İhyası istenen …Şirketi’nin 6102 Sayılı TTK geçici 7. maddesi ile 30.12.2012 tarih 28513 sayılı Resmi Gazetede yayınlanan ”Münfesih Olmasına Veya Sayılmasına Rağmen Tasfiye Edilmemiş Anonim ve Limited Şirketler ile Kooperatiflerinden Tasfiyelerine Ve Ticaret Sicil Kayıtlarının Silinmesine İlişkin” tebliğin 5.1-b bendi uyarınca sicil kaydının 18/06/2020 tarihinde resen terkin edildiği anlaşılmıştır.
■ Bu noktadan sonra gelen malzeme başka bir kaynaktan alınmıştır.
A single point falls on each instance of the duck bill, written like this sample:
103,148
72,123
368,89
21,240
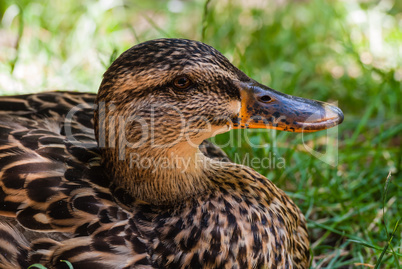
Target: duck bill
262,107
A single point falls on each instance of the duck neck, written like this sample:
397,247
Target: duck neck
162,176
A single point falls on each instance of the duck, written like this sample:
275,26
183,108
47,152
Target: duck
126,178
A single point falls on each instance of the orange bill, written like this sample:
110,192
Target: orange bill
262,107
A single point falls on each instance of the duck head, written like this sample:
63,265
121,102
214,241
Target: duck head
162,98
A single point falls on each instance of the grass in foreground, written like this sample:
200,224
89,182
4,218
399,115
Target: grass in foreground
326,50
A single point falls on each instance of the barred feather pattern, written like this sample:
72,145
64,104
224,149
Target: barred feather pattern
58,197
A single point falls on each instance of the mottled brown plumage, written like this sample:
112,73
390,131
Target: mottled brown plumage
65,195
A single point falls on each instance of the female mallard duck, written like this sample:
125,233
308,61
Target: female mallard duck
129,188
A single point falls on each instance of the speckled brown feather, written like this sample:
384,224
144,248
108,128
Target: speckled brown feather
67,199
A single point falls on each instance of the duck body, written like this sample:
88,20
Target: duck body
63,197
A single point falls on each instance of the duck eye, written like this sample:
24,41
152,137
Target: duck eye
182,82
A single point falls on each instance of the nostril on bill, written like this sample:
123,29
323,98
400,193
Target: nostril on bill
264,99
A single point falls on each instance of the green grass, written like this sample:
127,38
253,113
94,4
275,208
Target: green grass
327,50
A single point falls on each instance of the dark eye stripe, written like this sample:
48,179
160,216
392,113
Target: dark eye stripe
182,82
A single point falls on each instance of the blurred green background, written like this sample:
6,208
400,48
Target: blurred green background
349,52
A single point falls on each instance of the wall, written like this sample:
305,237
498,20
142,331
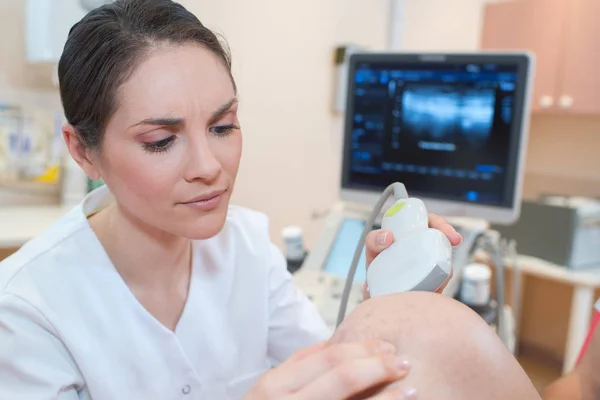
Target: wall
291,159
20,82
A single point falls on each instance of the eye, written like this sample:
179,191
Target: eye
223,130
160,145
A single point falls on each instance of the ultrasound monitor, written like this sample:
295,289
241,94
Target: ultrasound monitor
452,128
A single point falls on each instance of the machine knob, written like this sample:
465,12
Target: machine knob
546,101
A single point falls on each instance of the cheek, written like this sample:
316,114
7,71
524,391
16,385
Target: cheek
132,173
228,152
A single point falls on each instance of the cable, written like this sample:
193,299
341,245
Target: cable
399,191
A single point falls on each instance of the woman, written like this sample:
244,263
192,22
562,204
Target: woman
155,287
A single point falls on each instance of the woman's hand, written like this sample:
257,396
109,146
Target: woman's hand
379,240
333,372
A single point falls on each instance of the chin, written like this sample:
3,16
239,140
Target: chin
206,226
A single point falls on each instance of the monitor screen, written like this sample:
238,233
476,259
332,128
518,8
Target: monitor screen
449,129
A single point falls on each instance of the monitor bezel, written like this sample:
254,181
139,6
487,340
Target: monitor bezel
520,132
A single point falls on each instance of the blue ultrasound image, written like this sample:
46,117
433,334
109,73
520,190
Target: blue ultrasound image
445,113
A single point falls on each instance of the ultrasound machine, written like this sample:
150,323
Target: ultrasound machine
451,127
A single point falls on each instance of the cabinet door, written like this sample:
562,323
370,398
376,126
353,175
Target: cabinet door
536,26
580,89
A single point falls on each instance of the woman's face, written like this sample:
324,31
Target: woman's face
171,152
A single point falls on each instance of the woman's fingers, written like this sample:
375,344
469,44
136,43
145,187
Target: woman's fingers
354,377
377,241
440,223
310,368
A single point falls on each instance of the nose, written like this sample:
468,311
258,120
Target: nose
201,161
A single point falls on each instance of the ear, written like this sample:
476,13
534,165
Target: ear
80,154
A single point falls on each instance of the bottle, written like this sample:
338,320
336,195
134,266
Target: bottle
420,259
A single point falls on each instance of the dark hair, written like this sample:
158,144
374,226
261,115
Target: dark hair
106,46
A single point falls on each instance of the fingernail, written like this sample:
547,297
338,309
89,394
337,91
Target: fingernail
386,347
401,364
381,238
408,394
458,236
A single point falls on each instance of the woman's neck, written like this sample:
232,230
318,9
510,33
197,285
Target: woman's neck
146,257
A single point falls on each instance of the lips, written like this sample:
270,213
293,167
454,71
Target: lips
205,197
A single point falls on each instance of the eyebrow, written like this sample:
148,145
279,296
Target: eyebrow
170,121
223,109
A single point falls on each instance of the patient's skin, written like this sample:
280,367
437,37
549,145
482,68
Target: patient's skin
453,353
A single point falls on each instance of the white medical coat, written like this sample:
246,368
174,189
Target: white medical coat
71,329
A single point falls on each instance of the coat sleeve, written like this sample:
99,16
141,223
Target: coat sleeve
34,363
295,322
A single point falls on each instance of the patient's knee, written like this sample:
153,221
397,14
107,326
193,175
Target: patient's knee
453,353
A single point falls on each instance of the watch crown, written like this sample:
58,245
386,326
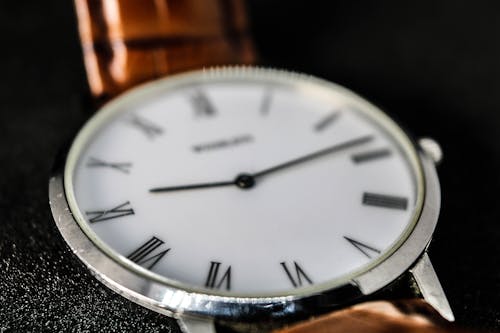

… 12. Asliye Ticaret Mahkemesinin …Esas … K sayılı ek tasfiye için ihya kararının 17/09/2019 tarihli Ticaret Sicil Gazetesi’nde ilan edildiği, ihya kararı sebebiyle şirketin 11/09/2019 tarihinde sicile tescil edildiği ancak tasfiye memuru davacının 16/06/2020 tarihli dilekçesi ile tasfiye sonunu bildirmesi üzerine bu kez şirketin sicil kaydının yeniden 18/06/2020 tarihinde resen terkin edildiği, dosyaya celbedilen tapu kaydı ve ipotek akit senetlerinden ihyası istenen şirket lehine tesis edilen ipotekler nedeni ile ek tasfiye işlemlerinin yapılmasının zorunlu olduğu anlaşılmakla terkin edilen şirketin sicile yeniden tescil ve ilanına ve yargılama neticesinde ek tasfiye işlemlerinin yerine getirilmesini teminen tasfiye memuru atanmasına ve bu hususun da sicile tescil ve ilanına karar verilmesi gerekmiştir. Davalı sicilin yasal hasım olması nedeniyle yargılama giderleri ve vekalet ücretinden sorumlu tutulması mümkün görülmemiş ve aşağıdaki şekilde hüküm kurulmuştur.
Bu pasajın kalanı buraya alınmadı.